I'm thoroughly addicted to the British TV show MI-5. I've been making my way through the previous seasons on DVD as I'm not sure it actually airs here in the US right now. After having been left hanging at the end of season six I had to make a special trip to the library this weekend to pick up season seven. Sometimes the shows can be quite a rollercoaster of a ride and the agents tend not to have a very long shelf life. Just when I think I'm settled in the story and the characters' lives, something awful happens or someone retires. I won't deny that Rupert Penry-Jones is very easy on the eyes, but I've just been introduced to Richard Armitage, who is just as swoon-worthy as I've heard. How have I not seen him in anything? I'm having the overwhelming desire all of a sudden to read Elizabeth Gaskell's North and South, just so I can see the film adaptation which he starred in. Nothing like hiring someone like Richard Armitage, Rupert Penry-Jones or Rufus Sewell to make the classics sexy! However...that's not why I'm hooked on MI-5 (though I'm certainly not complaining either). There's something very high adrenaline about watching the show--just like reading a really good crime novel or mystery, only you get the visuals in color, too. Compared with the earlier seasons the show has gotten very sophisticated and you sometimes can't tell who is working for whom and who you can trust. I watch very little TV but this is the one show that I will set my reading aside for. Season eight won't be released here on DVD until later in January, so I should probably try and ration my episodes.
Sorry, that was a little digression, since this is supposed to be 'reading' notes. I have been doing lots of reading over my break, but a little movie watching as well. I've finished two books (will write about them in the coming week), and have spent lots of time reading from my stack, and have a few new books lined up as well. My library pile is actually down to a respectable number, I've organized my books according to what I want to finish this year and what will be held over to next, and I even have a 2011 reading list going. All in all I've had a productive and relaxing break.

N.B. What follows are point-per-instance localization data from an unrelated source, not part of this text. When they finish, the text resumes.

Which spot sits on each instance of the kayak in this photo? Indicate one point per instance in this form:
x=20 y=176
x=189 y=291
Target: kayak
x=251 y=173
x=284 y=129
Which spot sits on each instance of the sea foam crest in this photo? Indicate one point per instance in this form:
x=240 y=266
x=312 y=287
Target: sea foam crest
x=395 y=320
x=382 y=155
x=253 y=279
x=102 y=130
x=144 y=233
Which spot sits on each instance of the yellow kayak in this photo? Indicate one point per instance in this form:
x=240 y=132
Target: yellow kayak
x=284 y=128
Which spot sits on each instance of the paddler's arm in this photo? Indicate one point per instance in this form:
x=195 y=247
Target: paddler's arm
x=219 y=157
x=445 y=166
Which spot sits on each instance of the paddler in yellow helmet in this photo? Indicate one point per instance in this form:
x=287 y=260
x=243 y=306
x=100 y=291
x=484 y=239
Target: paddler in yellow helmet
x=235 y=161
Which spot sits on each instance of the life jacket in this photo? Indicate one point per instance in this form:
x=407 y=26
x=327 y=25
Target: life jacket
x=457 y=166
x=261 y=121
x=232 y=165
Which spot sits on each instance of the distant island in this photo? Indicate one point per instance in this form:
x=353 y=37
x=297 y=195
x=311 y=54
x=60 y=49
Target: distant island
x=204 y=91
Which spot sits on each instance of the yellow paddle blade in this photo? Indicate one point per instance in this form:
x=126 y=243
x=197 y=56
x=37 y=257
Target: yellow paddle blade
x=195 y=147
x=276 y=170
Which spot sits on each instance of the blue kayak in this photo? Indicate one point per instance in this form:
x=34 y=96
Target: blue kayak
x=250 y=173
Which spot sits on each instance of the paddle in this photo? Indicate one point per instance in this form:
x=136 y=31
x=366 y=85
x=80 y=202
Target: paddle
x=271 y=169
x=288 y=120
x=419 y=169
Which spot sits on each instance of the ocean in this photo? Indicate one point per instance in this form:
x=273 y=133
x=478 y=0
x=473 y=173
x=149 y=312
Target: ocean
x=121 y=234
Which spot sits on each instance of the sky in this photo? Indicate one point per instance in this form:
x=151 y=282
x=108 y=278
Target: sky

And there is still one more day to go.
I'm going to participate in a blog tour in January. I've been trying to avoid taking part in anything that has a specific posting date attached to it, but the book was so tempting I couldn't say no. Matthew Gallaway's The Metropolis Case is set in the music halls of 1860s Paris and modern day New York. "Matthew Galloway's debut novel gives voice to the sweeping tale of an unlikely quartet, bound together by the strange and spectacular history of Richard Wagner's masterpiece opera Tristan and Isolde." I know zilch about opera, but from what I understand knowledge of opera isn't really necessary to appreciate the story. I am familiar with the story of Tristan and Isolde, though, so I'm curious what sort of spin Gallaway puts on it. The book just came in the mail, and while I don't want to start reading too soon, I am tempted to crack it open and get a little taste of things to come.
Along with starting From the Land of the Moon by Milena Agus, and Heart of the Night by Judith Lennox, I also have dipped into Do Androids Dream of Electric Sheep by Philip K. Dick. I've wanted to read him for ages. I almost never pick up a science fiction novel, though it has less to do with the fact that I don't like the genre and more that I'm just not very familiar with it. So far I'm really enjoying it, feeling a little like I'm in a game where I don't know the rules, and have to keep reminding myself that this was written in 1968--which makes for interesting going. I'm not sure I'd like all science fiction (just like I don't like all mystery novels), but I wouldn't mind trying some other authors or other books by Philip Dick. Any suggestions?
Since there is still a month left in the year I've not come up with my favorites list, though I have several books in mind. I might yet read something really spectacular, so best not to make it too soon. However 'Best of' lists are starting to pop up. I'll leave you with the 100 Notable Books of 2010 compiled by the New York Times and The Guardian's Books of the Year (as chosen by authors). I've not read a single book on either list (wait, correction--I'm reading the new Lydia Davis translation of Madame Bovary). Does it count that I at least own a few of them?